Eli Lilly drug first in series to be studied as coronavirus treatment by NIH

The National Institutes of Health will begin a wide-ranging series of studies on potential COVID-19 drugs called monoclonal antibodies, synthetic versions of  proteins produced by people who have recovered from the virus, it said this week.

Anthony Fauci, MD, head of the National Institute of Allergy and Infectious Diseases, has said that monoclonal antibodies have great potential because they are specifically designed to block the virus from infecting a human cell, The Wall Street Journal reported. 

"Using an antibody generated by the immune system of a recovered COVID-19 patient gives us a jump-start on finding a safe and effective therapeutic," Dr. Fauci said in a news release. "Investigating a variety of different therapeutics, including monoclonal antibodies, will help ensure that we advance toward an effective treatment for people suffering from COVID-19 disease as quickly as possible."

Dr. Fauci's institute is sponsoring the trials, part of a government-industry collaboration called Accelerating COVID-19 Therapeutic Interventions and Vaccine, or ACTIV. 

The trials will start by testing a monoclonal antibody made by Eli Lilly and will expand to study a series of other antiviral drugs, though officials declined to specify how many drugs will be included in the trial, the Journal reported. 

The Eli Lilly study will involve about 220 patients with moderate disease who don't require hospitalization.
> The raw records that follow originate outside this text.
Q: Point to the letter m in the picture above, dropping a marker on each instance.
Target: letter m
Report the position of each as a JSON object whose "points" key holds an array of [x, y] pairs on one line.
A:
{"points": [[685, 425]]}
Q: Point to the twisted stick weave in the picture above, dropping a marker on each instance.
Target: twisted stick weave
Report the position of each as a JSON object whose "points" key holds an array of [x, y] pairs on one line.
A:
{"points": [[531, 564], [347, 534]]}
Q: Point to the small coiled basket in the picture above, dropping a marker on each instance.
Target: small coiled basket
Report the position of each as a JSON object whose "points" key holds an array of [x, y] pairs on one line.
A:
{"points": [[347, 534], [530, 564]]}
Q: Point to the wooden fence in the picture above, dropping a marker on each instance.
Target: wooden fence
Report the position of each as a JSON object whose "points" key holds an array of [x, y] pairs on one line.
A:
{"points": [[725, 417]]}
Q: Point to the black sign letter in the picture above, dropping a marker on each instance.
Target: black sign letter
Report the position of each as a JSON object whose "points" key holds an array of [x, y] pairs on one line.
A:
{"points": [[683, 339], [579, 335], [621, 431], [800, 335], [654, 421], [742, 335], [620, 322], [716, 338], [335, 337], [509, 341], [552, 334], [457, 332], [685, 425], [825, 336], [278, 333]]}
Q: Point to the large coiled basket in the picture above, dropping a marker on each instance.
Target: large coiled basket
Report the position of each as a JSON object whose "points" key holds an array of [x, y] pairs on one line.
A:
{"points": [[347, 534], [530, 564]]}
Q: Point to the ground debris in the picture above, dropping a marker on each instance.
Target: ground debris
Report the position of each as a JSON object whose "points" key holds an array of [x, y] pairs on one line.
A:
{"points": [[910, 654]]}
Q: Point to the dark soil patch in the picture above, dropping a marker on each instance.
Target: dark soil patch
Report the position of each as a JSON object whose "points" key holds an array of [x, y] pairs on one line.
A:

If safety is demonstrated in that trial, the study will expand to 2,000 patients. 

If the drug passes initial trials, a second study will test its efficiency in hospitalized patients. 

The goal of the Eli Lilly trial is to see if the drug can help people avoid hospitalization or death by day 28 of the trial. 

Eli Lilly also said Aug. 3 that it is testing the drug in nursing homes and assisted-living facilities.